With supernatural insight, the angel knew the women’s intentions.

6 He is not here,
for he has risen – just as he said.  
Come and see the place where he was laid. 

The angel’s message was brief and to the point.  The women did not see Jesus.  There was no explanation what resurrection might mean: essentially it lay beyond human comprehension.  What could be verified humanly was the fact of the empty tomb: they could see the place where he was laid.

Go quickly now and tell his disciples,
‘He has risen from the dead;
he is going before you into Galilee;
you will see him there’.
See, I have told you.”

The women were given a mission.  They were sent as apostles to the disciples to convey the message of resurrection. (The word “apostle” means “one sent”.)

The disciples were to meet Jesus in Galilee, where Jesus would go before them.  Obviously, though the point was not raised explicitly, the disciples, who had earlier denied and deserted Jesus, had not been disowned by Jesus.  Their role, once more, was to follow Jesus, who went ahead of them.

8 Immediately they left the tomb,
in awe and great joy,
and ran to tell his disciples.

Unlike Mark, Matthew had the women run (despite their fear) with great joy to tell the disciples.

At this stage, as elsewhere in his narrative, Matthew moved beyond his reliance on the text of Mark’s Gospel. 
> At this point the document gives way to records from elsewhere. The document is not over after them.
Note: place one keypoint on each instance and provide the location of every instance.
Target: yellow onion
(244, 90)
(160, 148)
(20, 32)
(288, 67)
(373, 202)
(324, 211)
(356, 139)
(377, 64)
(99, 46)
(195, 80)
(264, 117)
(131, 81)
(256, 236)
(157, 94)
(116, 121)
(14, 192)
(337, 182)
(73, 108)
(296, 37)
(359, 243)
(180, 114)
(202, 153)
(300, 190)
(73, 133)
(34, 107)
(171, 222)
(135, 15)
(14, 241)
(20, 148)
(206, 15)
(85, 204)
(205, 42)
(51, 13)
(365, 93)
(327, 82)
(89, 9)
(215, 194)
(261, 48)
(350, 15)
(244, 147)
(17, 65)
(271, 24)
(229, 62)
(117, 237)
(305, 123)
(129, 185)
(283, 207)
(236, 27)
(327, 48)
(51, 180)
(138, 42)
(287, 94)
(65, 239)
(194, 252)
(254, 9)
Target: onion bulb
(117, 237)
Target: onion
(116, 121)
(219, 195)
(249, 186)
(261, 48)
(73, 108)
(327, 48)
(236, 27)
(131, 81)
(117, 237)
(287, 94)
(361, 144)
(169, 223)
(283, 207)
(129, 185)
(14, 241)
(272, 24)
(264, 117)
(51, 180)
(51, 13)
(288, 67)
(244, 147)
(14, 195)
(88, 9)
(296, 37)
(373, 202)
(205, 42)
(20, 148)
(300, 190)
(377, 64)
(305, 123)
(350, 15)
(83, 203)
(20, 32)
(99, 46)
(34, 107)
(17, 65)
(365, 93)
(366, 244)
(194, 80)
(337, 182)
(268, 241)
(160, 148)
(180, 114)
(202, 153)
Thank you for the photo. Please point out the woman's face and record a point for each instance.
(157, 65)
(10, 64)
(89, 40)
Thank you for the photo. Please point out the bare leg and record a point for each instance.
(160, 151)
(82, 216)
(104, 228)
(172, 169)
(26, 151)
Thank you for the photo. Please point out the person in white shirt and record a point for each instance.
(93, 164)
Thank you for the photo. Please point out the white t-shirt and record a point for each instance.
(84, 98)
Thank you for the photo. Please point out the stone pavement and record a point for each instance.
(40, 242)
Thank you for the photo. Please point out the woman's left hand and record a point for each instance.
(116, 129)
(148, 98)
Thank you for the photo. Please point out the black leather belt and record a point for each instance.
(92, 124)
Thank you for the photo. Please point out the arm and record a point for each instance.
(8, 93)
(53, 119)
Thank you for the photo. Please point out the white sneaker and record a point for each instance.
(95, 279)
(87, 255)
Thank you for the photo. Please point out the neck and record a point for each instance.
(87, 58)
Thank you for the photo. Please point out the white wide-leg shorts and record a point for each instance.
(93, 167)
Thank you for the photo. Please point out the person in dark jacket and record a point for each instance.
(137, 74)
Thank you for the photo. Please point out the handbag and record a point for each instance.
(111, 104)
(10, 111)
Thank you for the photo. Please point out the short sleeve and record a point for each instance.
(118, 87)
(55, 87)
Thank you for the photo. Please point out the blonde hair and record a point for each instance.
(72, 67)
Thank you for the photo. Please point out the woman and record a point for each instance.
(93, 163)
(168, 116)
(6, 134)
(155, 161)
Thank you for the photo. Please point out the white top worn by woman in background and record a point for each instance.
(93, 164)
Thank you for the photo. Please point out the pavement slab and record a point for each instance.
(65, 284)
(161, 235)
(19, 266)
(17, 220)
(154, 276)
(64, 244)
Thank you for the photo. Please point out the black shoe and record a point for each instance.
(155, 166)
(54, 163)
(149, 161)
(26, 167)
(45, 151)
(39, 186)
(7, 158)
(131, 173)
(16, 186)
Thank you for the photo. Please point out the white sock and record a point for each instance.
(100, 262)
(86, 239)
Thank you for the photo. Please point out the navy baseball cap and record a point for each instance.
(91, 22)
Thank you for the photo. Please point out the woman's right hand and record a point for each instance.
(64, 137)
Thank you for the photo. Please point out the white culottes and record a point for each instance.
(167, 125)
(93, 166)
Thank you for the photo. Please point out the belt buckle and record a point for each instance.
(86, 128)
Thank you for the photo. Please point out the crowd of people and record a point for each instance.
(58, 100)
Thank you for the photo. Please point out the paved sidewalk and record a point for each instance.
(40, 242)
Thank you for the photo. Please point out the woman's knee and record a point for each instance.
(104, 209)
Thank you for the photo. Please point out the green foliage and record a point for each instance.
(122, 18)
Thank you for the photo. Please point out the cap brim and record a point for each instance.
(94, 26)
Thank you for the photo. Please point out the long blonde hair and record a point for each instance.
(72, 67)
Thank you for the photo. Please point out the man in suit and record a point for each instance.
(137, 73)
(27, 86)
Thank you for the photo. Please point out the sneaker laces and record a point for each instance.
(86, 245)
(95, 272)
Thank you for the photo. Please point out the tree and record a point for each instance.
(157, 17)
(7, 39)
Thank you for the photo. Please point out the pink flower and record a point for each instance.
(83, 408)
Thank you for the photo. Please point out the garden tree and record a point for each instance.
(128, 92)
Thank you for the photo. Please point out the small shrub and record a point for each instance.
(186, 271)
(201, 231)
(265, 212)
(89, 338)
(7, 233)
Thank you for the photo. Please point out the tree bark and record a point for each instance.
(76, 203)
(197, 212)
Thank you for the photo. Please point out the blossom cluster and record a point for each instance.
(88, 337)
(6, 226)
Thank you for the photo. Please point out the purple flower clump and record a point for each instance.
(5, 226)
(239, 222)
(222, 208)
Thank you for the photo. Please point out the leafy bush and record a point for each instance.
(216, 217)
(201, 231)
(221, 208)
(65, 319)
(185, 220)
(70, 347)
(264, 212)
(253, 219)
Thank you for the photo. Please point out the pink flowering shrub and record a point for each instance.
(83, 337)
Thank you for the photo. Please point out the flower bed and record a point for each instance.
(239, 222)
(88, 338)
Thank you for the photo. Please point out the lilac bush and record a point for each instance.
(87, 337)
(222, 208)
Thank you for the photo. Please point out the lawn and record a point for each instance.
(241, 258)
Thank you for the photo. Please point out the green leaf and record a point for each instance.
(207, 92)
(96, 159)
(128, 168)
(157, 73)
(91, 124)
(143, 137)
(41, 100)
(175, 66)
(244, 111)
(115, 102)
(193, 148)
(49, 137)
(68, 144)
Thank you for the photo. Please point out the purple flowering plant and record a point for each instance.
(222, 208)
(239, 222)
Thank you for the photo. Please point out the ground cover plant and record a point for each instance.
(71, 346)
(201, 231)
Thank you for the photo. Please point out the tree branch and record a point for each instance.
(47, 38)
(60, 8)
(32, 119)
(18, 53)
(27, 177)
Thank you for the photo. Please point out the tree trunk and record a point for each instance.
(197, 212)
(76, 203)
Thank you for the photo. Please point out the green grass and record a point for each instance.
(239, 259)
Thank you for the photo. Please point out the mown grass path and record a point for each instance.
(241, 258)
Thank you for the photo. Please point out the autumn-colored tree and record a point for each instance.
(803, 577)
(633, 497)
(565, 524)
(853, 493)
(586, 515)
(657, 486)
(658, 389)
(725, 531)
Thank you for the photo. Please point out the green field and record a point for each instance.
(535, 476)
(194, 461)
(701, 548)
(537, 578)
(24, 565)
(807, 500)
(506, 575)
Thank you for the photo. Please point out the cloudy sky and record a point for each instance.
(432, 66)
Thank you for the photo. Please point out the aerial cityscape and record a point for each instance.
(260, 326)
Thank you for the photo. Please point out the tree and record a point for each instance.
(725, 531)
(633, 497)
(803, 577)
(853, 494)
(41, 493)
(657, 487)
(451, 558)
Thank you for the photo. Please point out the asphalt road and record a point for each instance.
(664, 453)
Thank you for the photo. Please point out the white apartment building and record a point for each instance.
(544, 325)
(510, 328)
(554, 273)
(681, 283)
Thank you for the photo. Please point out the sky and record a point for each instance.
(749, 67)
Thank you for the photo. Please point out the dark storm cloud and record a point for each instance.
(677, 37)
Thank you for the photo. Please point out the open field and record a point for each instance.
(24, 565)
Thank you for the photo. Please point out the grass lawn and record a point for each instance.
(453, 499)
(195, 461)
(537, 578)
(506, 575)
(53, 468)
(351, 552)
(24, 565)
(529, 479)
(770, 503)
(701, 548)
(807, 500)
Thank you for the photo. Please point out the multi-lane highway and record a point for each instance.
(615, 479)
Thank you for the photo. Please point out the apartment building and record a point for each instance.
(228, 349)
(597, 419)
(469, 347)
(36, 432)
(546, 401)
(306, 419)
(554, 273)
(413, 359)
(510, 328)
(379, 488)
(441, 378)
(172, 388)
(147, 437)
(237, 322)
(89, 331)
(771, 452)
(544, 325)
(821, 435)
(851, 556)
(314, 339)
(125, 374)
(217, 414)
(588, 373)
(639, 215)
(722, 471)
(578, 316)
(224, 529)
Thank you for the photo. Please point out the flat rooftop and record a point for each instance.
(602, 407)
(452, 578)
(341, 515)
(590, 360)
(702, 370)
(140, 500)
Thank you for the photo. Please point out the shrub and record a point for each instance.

Like Luke (who was writing his own Gospel at about the same time as Matthew), and John (who would write some time later), Matthew felt the need to make explicit the influence of the risen Christ, firstly, on the disciples and, later, on the Christian community after them.  He kept to his medium of story, rather than attempt to explain theologically what was, in fact, beyond explanation.

The early tradition was consistent that women were the first to hear the message of resurrection.  One of those women was Mary Magdalene – of whom nothing else had been said in Matthew’s Gospel before the account of Jesus’ passion.

Matthew 28:9-10     Jesus Meets the Women Disciples

9 And there was Jesus coming to meet them.  
He greeted them, saying, “Rejoice!”  
They came up to him,
gripped his feet and knelt before him.  
10 Then Jesus said to them, “Have no fear!
Go and tell my brothers
that they are to go back to Galilee,
and they will see me there.”

Not only were the women the first to hear the message of resurrection from an angel; for Matthew, they were the first, too, to see the risen Jesus.

Jesus’ greeting to them was low key – simply, Rejoice!

Their response was to kneel before – which was the fitting reaction of all who believed the glorified status of the risen Jesus.  (The same response had been recorded earlier in the narrative of various people, in anticipation, as it were, of what was properly Christian faith.)

Matthew included the detail that they gripped his feet.  This may have been his way of insisting that Jesus, who had been raised, was neither a spirit nor a visionary figure, but the same real Jesus whom they had known and loved before his death.

Jesus’ words developed the message given by the angel: Jesus called the former deserters his brothers.  That was the first and only time in the whole Gospel narrative that Jesus referred to the disciples in that intimate way.  Its inclusion reflected Matthew’s insight into the nature of the relationship between Jesus and all those who would become his followers.  With Jesus they could now share the risen life given to him by his Father - with him, sons and daughters of God and brothers and sisters of Jesus. The deserted and risen Jesus had no enemies.  His redemptive response to the sin of the world was forgiveness.  Jesus had learnt perfectly the heart of his Father.  His love excluded no one.